Ingest JSON
Many systems export data in JSON format. This section describes how to ingest JSON into IDOL using NiFi Ingest.
The steps in this section assume that:
- You have one or more files each of which contains JSON that should be parsed into one or more IDOL documents.
- The data is not necessarily in IDOL document format.
To ingest data in JSON format
-
Add a GetFileSystem processor to your data flow to retrieve the JSON file(s).
- Configure the location of your JSON files by setting the property "Directory Paths". If the folder contains other files, you could also set "File name pattern" to
*.json
. - If you are running a NiFi cluster, set the dynamic property
adv:FlowFileEmbedFiles
to TRUE. For more information about this property, see Advanced Connector Properties.
- Configure the location of your JSON files by setting the property "Directory Paths". If the folder contains other files, you could also set "File name pattern" to
- Add a ConvertJSONToDocuments processor to the data flow.

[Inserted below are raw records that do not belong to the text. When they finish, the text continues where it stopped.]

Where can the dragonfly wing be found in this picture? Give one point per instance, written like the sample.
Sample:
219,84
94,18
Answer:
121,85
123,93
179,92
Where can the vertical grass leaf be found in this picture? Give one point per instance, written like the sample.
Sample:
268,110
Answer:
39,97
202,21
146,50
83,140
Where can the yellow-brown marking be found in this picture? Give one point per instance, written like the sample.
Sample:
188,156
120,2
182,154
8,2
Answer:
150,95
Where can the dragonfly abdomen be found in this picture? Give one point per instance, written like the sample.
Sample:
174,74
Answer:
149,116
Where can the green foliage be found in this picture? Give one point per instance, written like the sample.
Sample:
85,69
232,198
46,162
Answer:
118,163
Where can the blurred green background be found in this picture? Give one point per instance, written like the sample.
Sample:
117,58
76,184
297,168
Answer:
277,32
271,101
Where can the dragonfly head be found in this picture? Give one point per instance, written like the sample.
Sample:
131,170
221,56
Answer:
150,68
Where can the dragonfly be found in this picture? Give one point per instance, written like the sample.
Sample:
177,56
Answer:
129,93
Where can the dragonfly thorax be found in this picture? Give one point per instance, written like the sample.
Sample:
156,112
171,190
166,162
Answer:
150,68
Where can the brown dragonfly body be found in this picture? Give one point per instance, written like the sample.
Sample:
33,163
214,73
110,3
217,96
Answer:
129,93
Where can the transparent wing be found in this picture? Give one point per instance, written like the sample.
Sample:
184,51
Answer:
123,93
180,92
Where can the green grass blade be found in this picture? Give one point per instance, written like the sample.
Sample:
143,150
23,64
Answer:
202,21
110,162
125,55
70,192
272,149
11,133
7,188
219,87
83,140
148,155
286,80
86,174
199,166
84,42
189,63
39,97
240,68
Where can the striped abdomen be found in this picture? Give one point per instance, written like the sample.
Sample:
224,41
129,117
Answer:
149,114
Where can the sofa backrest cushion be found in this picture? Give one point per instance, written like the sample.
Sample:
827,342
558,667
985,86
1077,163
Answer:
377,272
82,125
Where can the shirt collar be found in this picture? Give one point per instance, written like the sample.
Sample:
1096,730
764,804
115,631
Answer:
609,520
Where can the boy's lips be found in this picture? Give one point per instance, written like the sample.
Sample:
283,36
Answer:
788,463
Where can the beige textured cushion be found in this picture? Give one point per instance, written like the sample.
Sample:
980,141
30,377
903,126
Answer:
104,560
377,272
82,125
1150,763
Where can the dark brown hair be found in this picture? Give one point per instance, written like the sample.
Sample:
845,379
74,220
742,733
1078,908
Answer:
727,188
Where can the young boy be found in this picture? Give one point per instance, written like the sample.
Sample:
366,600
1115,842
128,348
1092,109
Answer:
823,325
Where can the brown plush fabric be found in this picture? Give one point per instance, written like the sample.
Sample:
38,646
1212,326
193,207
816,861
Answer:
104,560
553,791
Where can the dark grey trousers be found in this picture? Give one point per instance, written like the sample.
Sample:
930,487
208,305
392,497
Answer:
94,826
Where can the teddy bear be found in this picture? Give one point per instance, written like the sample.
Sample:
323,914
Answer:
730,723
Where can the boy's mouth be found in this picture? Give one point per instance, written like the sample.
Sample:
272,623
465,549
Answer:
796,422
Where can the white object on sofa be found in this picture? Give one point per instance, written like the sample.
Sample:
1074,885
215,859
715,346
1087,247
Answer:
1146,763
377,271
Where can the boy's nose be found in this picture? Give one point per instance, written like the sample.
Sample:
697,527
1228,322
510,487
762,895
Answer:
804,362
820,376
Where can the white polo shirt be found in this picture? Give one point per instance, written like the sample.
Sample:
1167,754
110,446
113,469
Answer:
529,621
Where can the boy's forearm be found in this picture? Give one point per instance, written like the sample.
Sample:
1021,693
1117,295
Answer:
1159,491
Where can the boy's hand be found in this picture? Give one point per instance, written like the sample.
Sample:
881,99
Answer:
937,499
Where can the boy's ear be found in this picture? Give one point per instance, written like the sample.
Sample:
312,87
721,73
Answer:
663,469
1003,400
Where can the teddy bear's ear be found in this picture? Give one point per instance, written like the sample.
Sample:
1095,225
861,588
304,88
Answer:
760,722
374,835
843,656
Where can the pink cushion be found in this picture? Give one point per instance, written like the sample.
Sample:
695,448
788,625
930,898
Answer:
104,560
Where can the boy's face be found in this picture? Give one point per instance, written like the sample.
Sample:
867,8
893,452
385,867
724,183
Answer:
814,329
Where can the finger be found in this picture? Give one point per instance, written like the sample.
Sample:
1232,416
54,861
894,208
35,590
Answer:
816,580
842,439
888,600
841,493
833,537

- Connect the "success" relationship of the GetFileSystem processor to the ConvertJSONToDocuments processor.
-
Configure the ConvertJSONToDocuments processor.
-
Right-click the processor and click Configure.
The Configure Processor dialog box opens.
- Click the Properties tab.
- Set the JSON Parsing Config property. This accepts a collection of configuration parameters that specify how to construct IDOL documents from the JSON data. The parameters that you can use are the same as those in the
[JSONParsing]
section of the CFS configuration file. (When configuring the NiFi processor, do not include the[JSONParsing]
section header). For more information about these parameters, refer to the Connector Framework Server Reference. - Click APPLY.
-
-
Connect the "extracted" relationship of the ConvertJSONToDocuments processor to your ingestion pipeline.
TIP: After they are processed, the original FlowFiles that were routed to the ConvertJSONToDocuments processor are routed to the "processed" relationship.
To avoid indexing documents representing the original JSON files, you could auto-terminate this relationship. However, if you are using a document registry service to ensure that documents are indexed in the correct sequence, route the "processed" relationship to an UnregisterDocument processor. For more information about the document registry service, see Index Documents in the Correct Sequence.
- Start the GetFileSystem and ConvertJSONToDocuments processors.